On 2022-05-02 05:49, janezz55 (jane...@gmail.com
) [via dj...@delorie.com
> I know a port exists, but for all I know it's an add-on to an already existing djgpp install, so no <thread> header becomes available after installing it. But if pth could be built during build-time of djgpp, <thread> would become available. Does any build script (for linux) feature this? I tried to do the hack myself, but it took too much time. Maybe there's an alternative to GNU pth to get <thread>?
I have some progress to report: it doesn't work :)
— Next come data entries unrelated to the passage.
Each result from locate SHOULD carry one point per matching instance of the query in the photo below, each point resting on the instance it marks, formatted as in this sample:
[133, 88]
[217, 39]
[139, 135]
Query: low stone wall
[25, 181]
Surprisingly, configuring gcc with --enable-threads is actually possible, but
it did require a small patch to Pth. The executables it produces however, will
not run. A thread-aware libgcc will try to lock a mutex in
__register_frame_info(), which is invoked from crt0 before __crt1_startup().
But locking a mutex involves a whole series of libc functions that rely on
things like _dos_ds, which are only initialized from __crt1_startup().
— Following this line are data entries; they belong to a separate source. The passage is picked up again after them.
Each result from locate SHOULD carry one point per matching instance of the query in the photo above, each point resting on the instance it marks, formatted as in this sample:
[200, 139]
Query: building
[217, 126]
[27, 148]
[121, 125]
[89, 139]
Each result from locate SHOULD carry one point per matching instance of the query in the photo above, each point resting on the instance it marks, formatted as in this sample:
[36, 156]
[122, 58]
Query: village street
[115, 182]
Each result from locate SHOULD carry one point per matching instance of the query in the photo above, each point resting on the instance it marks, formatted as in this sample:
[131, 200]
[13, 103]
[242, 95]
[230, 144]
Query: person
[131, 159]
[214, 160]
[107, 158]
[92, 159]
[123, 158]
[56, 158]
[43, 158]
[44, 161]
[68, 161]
Fixing this would involve reordering the crt0 startup logic. Or maybe libgcc
could be patched to not use a mutex at that point. If you (or anyone else)
want to experiment with that, you can use the following build scripts:
Checkout branch 'pth', then first build a regular toolchain:
$ ./build-djgpp.sh --prefix=$HOME/djgpp djgpp-cvs binutils gcc
Then use that toolchain to compile Pth and build a second toolchain configured
with --enable-threads=posix (this is done automatically in one step):
$ PATH="$HOME/djgpp/bin:$PATH" \
./build-djgpp.sh --prefix=$HOME/djgpp-pth djgpp-cvs binutils gcc watt32 pth
Linking requires -lstdc++ -lpthread -lsocket, in that order.